- Born: 1607 South Moravia, Czech Republic
- Died: April 19, 1670 (aged 62–63)

= Moses Samson Bacharach =

Czech-German rabbi

Moses Samson Bacharach (1607 – April 19, 1670) was a rabbi and the son of Samuel and Eva Bacharach. He was born in South Moravia, Czech Republic. After the death of his father his mother took him to Prague, where he was educated by his maternal uncle, Ḥayyim ha-Kohen. In 1627 he married Dobrusch, a daughter of Isaac ben Phœbus, of Ungarisch-Brod, Moravia, where he lived supported by his wealthy father-in-law.
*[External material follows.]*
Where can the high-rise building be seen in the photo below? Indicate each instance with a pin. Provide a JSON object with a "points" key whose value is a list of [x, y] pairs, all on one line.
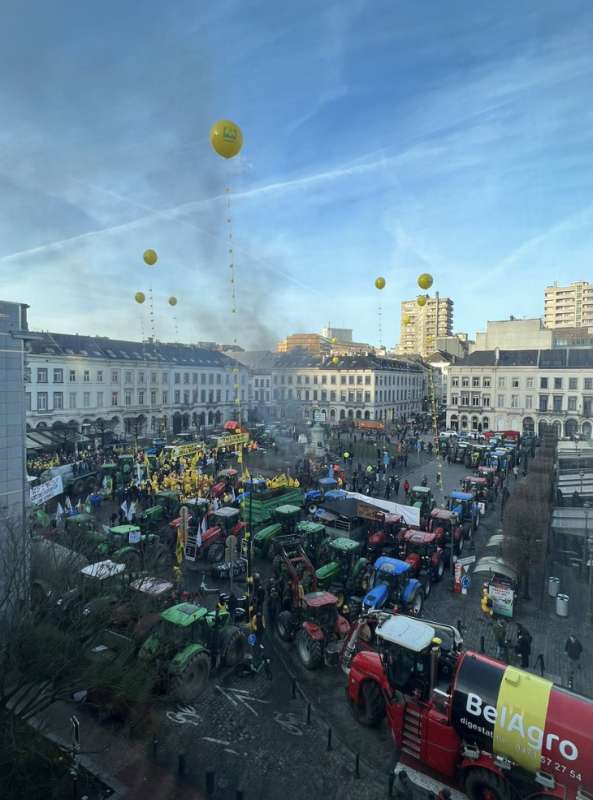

The Thirty Years' War brought about the ruin of his father-in-law's business, and Samson was compelled to accept a rabbinical position in Göding, Moravia, in 1629.

In 1635 he became rabbi of Leipnik, Moravia, and remained there until the capture of the city by the Swedish army in 1643 scattered the congregation and forced him to return to Prague. Here he was made preacher, but during the siege of the city in 1648 found himself compelled to retreat to the country for safety. Returning after the war, he remained in Prague until 1650, when he was called to the rabbinate of Worms, which position he occupied up to the time of his death. After the death of his wife in 1662 he married Feige in 1664, the widow of Moses ha-Kohen Nerol, rabbi of Metz, who died in 1659 and the mother of the famous jewish physician Tobias Cohn. He left one son, Jair Ḥayyim Bacharach, and four daughters. Of his literary works there exist a number of responsa published in his son's Ḥuṭ ha-Shani, Frankfurt, 1679, and also some religious poems.

His commentary on R. Asher's Halakot is lost.